An international colloquium on "De nouveaux corpus littéraires dans le Nord et dans l’Arctique" ("New Bodies of Literature in the North and the Arctic") will take place on 14-15 March 2024 at Cégep de Sept-Iles (Québec). Deadline for submission of papers is 11 December 2023.
The North and the Arctic have long been simplified in order to define a coherent and overall vision of them from an outsider’s point of view, thus downplaying certain cultures and literatures and masking the diversity of perspectives and cultural expressions of the men and women who live there.
Over the last twenty years, we have nevertheless been witnessing the unearthing (rather than the "emergence", since these cultures have existed for a long time) of bodies of literature whether autochtonous, regional, national, cross-cutting or historical, that define new paradigms of literary bodies and hilight the diversity of literary works in the North.

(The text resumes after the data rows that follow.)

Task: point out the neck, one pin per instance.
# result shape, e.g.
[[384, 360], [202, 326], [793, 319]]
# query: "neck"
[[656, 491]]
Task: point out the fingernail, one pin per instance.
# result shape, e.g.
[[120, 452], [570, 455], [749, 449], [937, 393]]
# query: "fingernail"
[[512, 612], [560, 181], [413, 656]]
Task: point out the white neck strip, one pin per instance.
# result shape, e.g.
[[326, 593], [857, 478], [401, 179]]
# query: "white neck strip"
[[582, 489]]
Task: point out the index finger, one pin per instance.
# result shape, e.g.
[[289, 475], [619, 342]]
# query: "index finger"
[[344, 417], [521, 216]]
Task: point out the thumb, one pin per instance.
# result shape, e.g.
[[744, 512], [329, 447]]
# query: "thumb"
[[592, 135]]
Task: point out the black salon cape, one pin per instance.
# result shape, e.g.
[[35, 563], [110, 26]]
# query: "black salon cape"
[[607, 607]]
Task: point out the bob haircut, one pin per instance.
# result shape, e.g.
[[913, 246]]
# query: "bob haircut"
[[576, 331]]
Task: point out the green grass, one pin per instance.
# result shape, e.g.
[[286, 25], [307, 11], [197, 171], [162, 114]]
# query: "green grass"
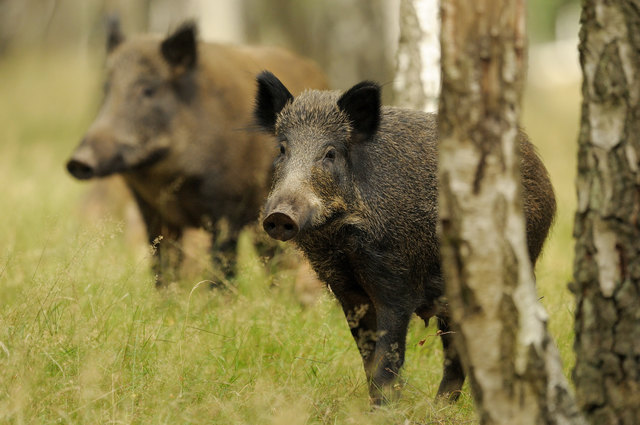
[[85, 338]]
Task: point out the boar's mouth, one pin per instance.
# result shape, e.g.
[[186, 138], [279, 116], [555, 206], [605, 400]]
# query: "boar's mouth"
[[83, 168]]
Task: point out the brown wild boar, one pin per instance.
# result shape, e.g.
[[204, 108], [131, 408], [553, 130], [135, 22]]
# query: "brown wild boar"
[[176, 123]]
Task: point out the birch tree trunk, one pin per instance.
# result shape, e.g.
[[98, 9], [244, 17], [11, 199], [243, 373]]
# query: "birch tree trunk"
[[501, 334], [607, 232], [417, 79]]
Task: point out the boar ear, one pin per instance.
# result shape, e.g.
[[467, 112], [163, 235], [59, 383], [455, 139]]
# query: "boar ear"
[[361, 103], [114, 33], [272, 96], [180, 49]]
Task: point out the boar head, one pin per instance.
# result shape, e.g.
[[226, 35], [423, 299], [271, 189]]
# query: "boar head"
[[147, 84], [321, 134]]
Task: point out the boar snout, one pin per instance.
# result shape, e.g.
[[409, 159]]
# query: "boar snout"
[[82, 164]]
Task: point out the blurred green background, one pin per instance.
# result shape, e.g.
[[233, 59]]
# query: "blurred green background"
[[85, 337]]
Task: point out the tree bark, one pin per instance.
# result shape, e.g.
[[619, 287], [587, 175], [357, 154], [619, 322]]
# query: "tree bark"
[[417, 78], [607, 251], [501, 334]]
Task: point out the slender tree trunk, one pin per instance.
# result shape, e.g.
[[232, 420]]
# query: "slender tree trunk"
[[417, 78], [501, 334], [607, 232]]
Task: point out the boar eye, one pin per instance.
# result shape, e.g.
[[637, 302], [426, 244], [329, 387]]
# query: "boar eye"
[[148, 91], [330, 155]]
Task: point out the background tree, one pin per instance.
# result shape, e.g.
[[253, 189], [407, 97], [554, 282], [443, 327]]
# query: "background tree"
[[607, 250], [512, 363], [417, 77]]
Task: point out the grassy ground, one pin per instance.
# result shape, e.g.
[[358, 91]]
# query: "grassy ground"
[[85, 338]]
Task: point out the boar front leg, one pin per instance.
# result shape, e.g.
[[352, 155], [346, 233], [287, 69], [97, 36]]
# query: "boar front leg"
[[165, 240], [361, 317], [453, 374], [392, 324]]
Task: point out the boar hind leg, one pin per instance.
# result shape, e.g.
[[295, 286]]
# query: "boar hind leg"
[[453, 375], [164, 239], [392, 324], [361, 317]]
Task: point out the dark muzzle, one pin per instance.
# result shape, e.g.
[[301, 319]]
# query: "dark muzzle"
[[280, 225], [80, 170]]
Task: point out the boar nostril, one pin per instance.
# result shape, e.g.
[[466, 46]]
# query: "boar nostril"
[[80, 170], [280, 226]]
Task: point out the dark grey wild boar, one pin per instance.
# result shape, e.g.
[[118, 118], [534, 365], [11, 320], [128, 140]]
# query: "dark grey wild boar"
[[355, 187], [175, 123]]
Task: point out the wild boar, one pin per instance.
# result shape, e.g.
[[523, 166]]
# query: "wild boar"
[[175, 123], [355, 187]]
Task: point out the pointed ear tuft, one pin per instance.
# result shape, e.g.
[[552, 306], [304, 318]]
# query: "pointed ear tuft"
[[361, 103], [271, 97], [180, 48], [114, 33]]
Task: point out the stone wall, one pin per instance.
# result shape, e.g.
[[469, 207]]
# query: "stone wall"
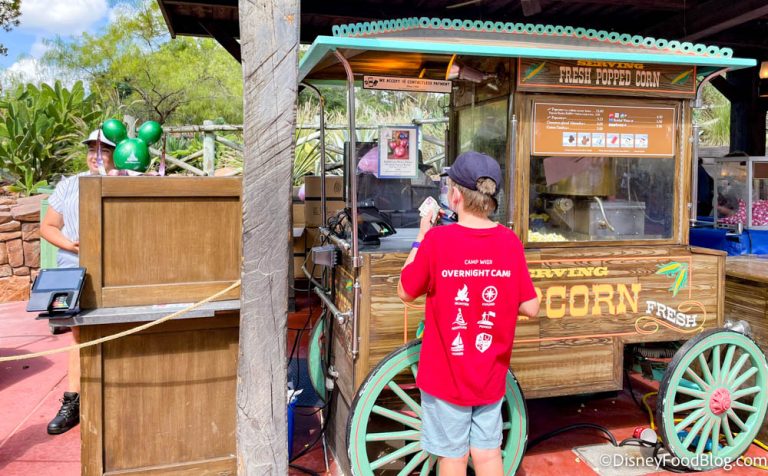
[[19, 246]]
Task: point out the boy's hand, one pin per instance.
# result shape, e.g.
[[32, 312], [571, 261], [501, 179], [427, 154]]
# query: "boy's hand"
[[427, 222]]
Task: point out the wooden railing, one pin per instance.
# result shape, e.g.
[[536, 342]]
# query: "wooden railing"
[[212, 138]]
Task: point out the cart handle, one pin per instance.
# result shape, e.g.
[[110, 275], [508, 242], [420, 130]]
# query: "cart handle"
[[341, 317]]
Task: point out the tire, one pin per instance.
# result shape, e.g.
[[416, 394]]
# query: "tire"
[[715, 380], [315, 358], [389, 400]]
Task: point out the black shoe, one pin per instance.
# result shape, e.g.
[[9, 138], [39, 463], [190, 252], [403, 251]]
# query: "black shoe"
[[69, 414]]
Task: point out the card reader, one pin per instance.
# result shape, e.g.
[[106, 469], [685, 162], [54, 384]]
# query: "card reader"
[[57, 292]]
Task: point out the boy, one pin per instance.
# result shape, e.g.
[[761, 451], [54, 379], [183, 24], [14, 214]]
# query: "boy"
[[476, 281], [61, 227]]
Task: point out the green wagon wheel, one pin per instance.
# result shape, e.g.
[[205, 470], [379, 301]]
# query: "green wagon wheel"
[[315, 360], [384, 426], [713, 399]]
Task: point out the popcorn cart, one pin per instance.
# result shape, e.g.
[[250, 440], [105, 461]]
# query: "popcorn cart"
[[593, 132]]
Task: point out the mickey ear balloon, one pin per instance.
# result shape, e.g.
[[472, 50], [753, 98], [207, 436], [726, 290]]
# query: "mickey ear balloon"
[[114, 130], [150, 132], [132, 154]]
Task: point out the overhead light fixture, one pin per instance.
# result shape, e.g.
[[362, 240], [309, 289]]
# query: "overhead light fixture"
[[465, 73], [462, 4]]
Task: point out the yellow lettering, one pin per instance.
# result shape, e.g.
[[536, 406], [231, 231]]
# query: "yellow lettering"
[[600, 271], [603, 294], [555, 291], [624, 294], [582, 292]]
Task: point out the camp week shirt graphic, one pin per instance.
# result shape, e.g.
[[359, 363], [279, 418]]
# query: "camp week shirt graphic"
[[475, 280]]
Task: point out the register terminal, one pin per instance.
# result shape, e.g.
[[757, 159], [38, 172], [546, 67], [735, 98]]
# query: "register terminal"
[[57, 292]]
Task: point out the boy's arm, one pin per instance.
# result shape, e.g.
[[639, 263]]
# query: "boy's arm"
[[426, 224], [50, 230]]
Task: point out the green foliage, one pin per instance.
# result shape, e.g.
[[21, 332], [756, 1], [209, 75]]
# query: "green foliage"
[[180, 81], [41, 129], [714, 118], [10, 10]]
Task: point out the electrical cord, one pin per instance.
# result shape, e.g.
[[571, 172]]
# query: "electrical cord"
[[576, 426]]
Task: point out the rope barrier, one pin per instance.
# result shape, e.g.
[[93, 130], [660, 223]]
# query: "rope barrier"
[[125, 333]]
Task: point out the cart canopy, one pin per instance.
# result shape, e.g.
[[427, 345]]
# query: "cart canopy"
[[423, 47]]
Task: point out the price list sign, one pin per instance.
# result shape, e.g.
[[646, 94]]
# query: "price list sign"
[[603, 130]]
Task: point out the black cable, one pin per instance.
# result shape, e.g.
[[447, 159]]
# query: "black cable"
[[636, 442], [303, 469], [632, 390], [576, 426], [320, 434], [666, 467]]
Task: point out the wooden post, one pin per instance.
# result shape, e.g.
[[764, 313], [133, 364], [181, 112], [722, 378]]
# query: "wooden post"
[[209, 150], [269, 37]]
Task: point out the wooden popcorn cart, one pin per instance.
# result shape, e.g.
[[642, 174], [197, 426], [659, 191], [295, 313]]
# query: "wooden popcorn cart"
[[593, 131]]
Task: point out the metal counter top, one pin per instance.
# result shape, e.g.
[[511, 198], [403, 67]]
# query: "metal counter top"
[[131, 314]]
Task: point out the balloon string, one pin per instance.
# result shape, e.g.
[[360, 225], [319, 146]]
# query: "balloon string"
[[99, 160], [162, 157]]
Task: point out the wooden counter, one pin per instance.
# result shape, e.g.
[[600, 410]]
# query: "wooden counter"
[[161, 401], [746, 298]]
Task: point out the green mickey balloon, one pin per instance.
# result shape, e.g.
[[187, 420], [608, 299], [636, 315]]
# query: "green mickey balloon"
[[132, 154], [114, 130], [150, 132]]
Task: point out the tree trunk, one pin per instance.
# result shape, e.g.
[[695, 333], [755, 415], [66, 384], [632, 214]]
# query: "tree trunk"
[[270, 42]]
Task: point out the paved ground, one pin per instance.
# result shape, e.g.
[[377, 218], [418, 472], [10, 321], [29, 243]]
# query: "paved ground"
[[30, 390], [29, 397]]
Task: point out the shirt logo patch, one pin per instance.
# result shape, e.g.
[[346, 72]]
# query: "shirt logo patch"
[[462, 297], [490, 294], [457, 346], [486, 322], [459, 322], [483, 341]]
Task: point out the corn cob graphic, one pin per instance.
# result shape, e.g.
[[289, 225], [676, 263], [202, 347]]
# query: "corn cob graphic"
[[682, 77], [533, 70], [680, 273], [669, 268]]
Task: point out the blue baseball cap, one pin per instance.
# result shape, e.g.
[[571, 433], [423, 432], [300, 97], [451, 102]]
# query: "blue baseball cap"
[[471, 166]]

This international colloquium will focus on bodies of literature through research, publishing, translation, literary/historical forms of writing, digitalisation, study and teaching.
Particular attention will be paid to:
- Autochtonous literature (Innu, Atikamekw, Saami, Ainu, Inuit, etc.)
- Regional bodies within national literatures (Côte-Nord, Labrador, Abitibi, Alaska, Northern Norway, etc.)
- National bodies of literature (Faroe Islands, Estonia, Iceland, etc.)
- Cross-cutting perspectives (environmentalism, queer identities, feminism, etc.)
- Historical bodies (explorers, missionaries, etc.)
More information on the call for papers
The event is organised by UQAM/Laboratoire international de recherche sur l'imaginaire du Nord, de l'Hiver et de l'Arctique, GRENOC (Groupe de recherche sur l'écriture nord-côtière), Littoral (Cégep de Sept-Îles), UVSQ/Université Paris-Saclay - as part of the project 'From Nunavik to Iceland: Climate, Human and Culture through time across the coastal (sub)Arctic North Atlantic' (NICH-Arctic) - and the Centre de recherche interuniversitaire sur la littérature et la culture au Québec (CRILCQ).